Per tentare di chiarire la situazione, nel mese di settembre dello stesso anno, è stata presentata dall’On. Alessandra Terrosi (foto) una apposita interrogazione. Nella interrogazione si stigmatizza il cattivo funzionamento degli impianti di depurazione, che sono la causa dei frequenti sversamenti di liquami fognari nel bacino lacustre, con le note problematiche che ne derivano. “L’interrogazione rivolta al Ministero dell’Ambiente”, dice Alessandra Terrosi, “chiede al Ministero stesso, se non intenda intraprendere tutte le azioni necessarie al fine di garantire la salute del Lago di Bolsena, ripristinando il corretto funzionamento degli impianti di depurazione esistenti e valutando interventi tecnici che prevedano l’adozione di ulteriori sistemi di depurazione.

 

“Come noto” continua Terrosi “ARPA Lazio è deputata alla esecuzione delle analisi delle acque: nell’interrogazione si chiede al Ministro, se non intenda garantire un aumento del numero dei siti in cui effettuare i prelievi e le analisi al fine di verificare anche la presenza di elementi chimici, in particolare azoto e fosforo, che sono notoriamente responsabili dei fenomeni di eutrofizzazione e che attualmente vengono rilevati solo in pochi siti.
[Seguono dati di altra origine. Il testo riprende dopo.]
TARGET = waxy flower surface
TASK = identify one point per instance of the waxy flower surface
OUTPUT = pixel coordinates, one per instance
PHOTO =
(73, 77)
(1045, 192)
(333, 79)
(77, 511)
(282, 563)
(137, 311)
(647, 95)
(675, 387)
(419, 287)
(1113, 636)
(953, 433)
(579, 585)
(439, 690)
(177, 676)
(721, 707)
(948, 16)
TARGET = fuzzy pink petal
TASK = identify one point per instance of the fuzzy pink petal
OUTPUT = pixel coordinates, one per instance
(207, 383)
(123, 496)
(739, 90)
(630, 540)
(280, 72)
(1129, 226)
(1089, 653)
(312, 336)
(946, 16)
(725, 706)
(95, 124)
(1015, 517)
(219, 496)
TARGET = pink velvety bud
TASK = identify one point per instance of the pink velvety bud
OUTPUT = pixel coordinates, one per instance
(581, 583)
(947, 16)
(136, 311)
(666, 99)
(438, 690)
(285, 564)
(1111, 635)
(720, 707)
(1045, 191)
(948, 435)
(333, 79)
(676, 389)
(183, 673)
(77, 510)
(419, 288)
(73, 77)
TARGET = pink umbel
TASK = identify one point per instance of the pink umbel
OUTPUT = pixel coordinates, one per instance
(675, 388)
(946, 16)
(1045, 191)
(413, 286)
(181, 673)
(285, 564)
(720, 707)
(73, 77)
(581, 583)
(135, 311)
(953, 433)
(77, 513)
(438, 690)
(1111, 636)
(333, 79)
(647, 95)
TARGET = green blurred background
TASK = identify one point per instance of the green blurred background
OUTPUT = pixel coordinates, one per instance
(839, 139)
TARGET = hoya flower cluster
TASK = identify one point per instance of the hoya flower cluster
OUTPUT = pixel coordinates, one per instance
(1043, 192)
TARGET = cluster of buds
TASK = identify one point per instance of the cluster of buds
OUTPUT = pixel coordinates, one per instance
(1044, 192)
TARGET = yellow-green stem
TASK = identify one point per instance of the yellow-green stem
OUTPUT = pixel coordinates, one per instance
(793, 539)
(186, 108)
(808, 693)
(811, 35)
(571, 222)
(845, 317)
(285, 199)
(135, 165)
Poiché l’evoluzione dello stato di salute del bacino lacustre dovrebbe essere monitorato nel tempo, l’atto parlamentare presentato, pone l’accento sulla necessità che venga previsto, nel rispetto delle competenze di tutti gli Enti territoriali coinvolti, uno studio della qualità delle acque del Lago di Bolsena – monitoraggio di indagine – che relazioni sullo stato di inquinamento generale delle acque provocato sia dalla componente microbiologica sia dalla componente chimica e che attribuisca l’origine dello stesso distintamente alle diverse attività che insistono nel territorio circumlacuale (turismo, agricoltura, altre attività antropiche), anche in vista della prossima scadenza del 31 dicembre 2015, termine entro il quale lo stato ecologico del lago dovrà migliorare da “sufficiente” a “buono”, secondo quanto previsto dalla Direttiva Quadro 2000/60/CE sulle Acque.”